Sunny skies throughout Friday are expected to bring highs not seen on April 10 since a record set in Devon in 1909.
That day saw temperatures of 23.3C, the highest since records began in 1841.
The day will also be one of the hottest Good Fridays ever, though will be cooler than in 2011, when the day fell on April 22.
Ibiza, by comparison, is forecast to see a high of 18C.
The heat will be largely concentrated in the south of England, though other areas will see warm and mild temperatures.
Wales will see highs of 21C, while temperatures in the north of England are forecast to climb up to 19C.
The north of Wales may also see a few heavy showers in the afternoon.
Scotland will see temperatures mostly ranging between 11C and 14C, with highs of 16C.
The warm temperatures are set to continue into Saturday, with highs of 22C in the South, 18C in the North, and 15C in Scotland.
Sunday could also bring showers to parts of England and Wales.
Met Office forecaster Nicola Maxey said: “Easter will certainly start warm and dry for many with heat coming from Africa via the Atlantic.

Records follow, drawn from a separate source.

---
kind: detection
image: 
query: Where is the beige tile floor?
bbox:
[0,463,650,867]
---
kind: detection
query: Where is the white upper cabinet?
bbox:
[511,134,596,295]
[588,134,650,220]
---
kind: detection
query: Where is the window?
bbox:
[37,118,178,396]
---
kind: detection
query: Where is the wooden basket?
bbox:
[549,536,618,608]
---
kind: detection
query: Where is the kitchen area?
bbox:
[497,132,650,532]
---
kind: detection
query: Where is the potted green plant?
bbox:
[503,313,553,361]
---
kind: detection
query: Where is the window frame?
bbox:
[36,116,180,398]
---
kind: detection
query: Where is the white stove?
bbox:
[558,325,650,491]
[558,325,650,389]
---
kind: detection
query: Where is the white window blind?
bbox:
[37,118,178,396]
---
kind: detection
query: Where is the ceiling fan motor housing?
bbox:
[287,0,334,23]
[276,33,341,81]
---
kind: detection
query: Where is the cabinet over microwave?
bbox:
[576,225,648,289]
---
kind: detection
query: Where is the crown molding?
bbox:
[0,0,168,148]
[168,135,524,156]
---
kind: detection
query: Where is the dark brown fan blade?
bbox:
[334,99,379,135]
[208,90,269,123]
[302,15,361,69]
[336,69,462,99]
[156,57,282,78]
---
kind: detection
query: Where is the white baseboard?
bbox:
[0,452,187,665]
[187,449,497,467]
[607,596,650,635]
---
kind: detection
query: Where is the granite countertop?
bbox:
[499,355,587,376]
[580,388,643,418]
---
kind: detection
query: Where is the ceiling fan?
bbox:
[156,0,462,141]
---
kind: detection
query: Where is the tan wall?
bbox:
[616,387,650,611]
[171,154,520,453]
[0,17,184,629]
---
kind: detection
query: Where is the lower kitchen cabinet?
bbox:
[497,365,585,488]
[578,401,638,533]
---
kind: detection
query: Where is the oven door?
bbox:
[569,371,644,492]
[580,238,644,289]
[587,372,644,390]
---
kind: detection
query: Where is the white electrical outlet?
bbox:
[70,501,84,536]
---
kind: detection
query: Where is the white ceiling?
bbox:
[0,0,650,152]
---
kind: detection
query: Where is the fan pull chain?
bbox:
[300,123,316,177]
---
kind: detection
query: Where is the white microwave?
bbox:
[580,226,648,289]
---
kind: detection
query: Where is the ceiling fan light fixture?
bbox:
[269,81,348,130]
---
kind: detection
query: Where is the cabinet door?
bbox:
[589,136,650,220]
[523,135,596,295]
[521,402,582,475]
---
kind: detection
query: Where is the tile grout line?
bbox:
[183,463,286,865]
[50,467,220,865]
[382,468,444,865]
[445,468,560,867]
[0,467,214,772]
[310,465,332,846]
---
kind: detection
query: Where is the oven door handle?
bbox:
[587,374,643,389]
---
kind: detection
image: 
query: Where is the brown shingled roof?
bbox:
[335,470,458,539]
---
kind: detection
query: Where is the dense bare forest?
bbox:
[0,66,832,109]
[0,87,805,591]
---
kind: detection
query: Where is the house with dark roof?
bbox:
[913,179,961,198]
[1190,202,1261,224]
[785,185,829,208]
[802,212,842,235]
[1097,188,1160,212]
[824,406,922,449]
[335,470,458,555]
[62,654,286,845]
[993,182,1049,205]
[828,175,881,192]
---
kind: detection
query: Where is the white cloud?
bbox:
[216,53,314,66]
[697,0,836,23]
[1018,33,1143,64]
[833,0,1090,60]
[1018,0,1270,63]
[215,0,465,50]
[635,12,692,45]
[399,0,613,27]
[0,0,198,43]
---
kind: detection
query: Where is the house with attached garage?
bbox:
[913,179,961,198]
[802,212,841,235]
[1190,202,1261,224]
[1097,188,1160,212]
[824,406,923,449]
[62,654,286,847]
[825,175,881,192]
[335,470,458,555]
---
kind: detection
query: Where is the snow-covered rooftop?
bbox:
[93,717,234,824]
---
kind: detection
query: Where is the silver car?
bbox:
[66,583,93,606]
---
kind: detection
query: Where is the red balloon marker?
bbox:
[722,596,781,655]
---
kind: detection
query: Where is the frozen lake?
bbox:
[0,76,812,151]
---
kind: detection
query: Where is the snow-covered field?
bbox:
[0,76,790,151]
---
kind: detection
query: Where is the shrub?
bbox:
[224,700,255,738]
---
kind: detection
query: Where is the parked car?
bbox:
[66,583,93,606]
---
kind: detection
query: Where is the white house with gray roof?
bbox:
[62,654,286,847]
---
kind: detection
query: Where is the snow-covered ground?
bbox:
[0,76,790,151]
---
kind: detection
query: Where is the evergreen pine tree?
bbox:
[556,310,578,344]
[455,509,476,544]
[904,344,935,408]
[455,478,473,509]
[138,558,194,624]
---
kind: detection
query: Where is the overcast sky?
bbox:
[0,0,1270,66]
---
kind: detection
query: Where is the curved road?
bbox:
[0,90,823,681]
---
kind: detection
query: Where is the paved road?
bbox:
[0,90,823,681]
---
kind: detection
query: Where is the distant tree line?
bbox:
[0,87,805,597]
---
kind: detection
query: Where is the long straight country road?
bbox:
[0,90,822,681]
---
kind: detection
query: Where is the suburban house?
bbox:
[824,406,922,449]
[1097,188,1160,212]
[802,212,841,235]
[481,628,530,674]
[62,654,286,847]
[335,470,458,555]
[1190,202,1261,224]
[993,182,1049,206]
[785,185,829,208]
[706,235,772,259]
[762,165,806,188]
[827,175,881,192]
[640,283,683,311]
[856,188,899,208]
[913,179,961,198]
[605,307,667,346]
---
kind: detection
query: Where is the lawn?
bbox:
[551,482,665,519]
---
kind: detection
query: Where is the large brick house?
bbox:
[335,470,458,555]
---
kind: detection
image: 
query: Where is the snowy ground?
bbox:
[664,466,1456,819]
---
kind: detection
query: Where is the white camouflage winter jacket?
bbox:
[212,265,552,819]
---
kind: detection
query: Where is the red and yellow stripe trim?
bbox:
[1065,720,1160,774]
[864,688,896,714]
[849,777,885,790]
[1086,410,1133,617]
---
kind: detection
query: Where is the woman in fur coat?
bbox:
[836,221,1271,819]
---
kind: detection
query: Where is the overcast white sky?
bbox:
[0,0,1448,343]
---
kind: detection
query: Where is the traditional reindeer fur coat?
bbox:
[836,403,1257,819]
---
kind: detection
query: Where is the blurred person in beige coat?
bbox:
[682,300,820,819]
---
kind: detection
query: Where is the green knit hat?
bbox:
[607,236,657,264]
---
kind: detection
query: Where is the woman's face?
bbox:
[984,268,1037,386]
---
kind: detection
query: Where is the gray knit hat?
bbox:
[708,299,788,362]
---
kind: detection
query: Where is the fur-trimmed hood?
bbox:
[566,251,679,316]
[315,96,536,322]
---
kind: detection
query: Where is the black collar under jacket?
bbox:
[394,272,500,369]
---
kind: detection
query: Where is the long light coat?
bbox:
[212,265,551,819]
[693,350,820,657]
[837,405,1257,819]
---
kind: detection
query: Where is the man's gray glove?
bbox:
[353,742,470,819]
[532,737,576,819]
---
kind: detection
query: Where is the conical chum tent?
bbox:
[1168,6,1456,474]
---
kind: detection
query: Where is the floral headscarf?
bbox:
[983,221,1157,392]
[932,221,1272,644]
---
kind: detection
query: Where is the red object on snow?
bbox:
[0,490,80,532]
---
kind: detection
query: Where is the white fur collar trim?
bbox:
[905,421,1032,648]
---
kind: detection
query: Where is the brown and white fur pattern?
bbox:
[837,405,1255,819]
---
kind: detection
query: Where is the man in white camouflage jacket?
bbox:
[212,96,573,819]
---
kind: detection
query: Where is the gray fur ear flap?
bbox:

“24C is possible on Friday and Saturday.
"Sunday could see 22C, with up to 20C on Bank Holiday Monday.
“There will be long sunny spells for most on Friday and Saturday, but showers in the North will spread to the South from Sunday.
“Although temperatures will be above average, we urge people to remember Government guidelines and stay home.”
The government has also urged people not to go out in the heat while the coronavirus lockdown remains in place.
Culture Secretary Oliver Dowden said the country was "just beginning to see this strategy starting to work".
He added that the spread of the virus could accelerate if Brits don't "stick with" the strategy.
The coronavirus has so far infected more than 65,000 people in the UK and killed almost 8,000.